Pad see ew has proper wok char, which matters more than it might sound. The broad rice noodles pick up a smoky edge from high heat, the Chinese broccoli is tender, and the sauce, soy-based with a touch of dark sweetness, coats everything without pooling at the bottom. This is not the gummy, under-seasoned pad see ew that shows up at restaurants afraid of wok heat. The kitchen at Basil Babe is not afraid of the wok.

Dumplings are worth ordering every visit. Pan-fried, with a crisp bottom and a filling that has ginger, garlic, and enough pork fat to stay juicy.

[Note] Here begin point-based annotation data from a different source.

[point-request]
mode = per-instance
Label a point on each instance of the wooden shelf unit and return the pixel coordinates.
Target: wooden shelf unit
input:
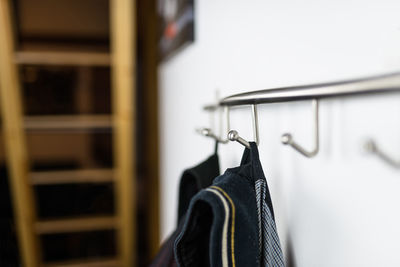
(121, 60)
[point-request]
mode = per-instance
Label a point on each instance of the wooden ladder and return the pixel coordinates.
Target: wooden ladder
(122, 63)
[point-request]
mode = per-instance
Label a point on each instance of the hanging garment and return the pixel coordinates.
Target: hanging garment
(231, 223)
(192, 181)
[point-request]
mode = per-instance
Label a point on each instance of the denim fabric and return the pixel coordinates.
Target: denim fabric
(192, 181)
(225, 222)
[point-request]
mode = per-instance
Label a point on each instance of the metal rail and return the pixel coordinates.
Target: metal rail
(371, 85)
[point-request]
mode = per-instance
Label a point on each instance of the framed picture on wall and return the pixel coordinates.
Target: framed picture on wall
(176, 20)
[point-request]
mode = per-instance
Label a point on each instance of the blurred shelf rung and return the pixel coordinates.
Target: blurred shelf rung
(95, 223)
(86, 263)
(63, 58)
(65, 122)
(72, 176)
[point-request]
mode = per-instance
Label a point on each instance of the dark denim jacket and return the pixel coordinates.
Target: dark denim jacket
(192, 181)
(222, 227)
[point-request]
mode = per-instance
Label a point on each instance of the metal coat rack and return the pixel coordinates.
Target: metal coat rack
(367, 86)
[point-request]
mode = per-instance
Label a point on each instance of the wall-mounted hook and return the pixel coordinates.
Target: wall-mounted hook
(287, 138)
(234, 135)
(371, 147)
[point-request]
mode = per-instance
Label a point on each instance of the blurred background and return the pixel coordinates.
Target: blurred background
(100, 100)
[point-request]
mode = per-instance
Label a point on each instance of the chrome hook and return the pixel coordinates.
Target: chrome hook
(233, 135)
(371, 147)
(287, 138)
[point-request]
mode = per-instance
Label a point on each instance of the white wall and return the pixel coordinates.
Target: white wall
(340, 208)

An order of six costs around $10 and disappears faster than you expect.

Papaya salad brings heat, lime, fish sauce, and shredded green papaya together in the way it is supposed to be assembled: sharp, sour, and spicy enough to clear your sinuses. Ask for Thai-hot if you mean it.

The Cross Street Corridor

Cross Street on Ypsilanti's west side has been through a lot. The empty storefront piece covered what happened when Wurst Bar went dark and what is coming to 705 West Cross. Basil Babe sits between the past and the future of this block. It opened before the turnover and kept its footing through it.

For a restaurant with Thai roots in a space classified as American on paper, Basil Babe does not try to split the difference. The food is Thai. The flavors are direct. The prices are fair. If you live in Ypsilanti and have been driving to Ann Arbor for Thai food, stop. This is closer and the wok char is better.


Basil Babe is at 701 W Cross St, Ypsilanti. Open for lunch and dinner. Cash and card accepted.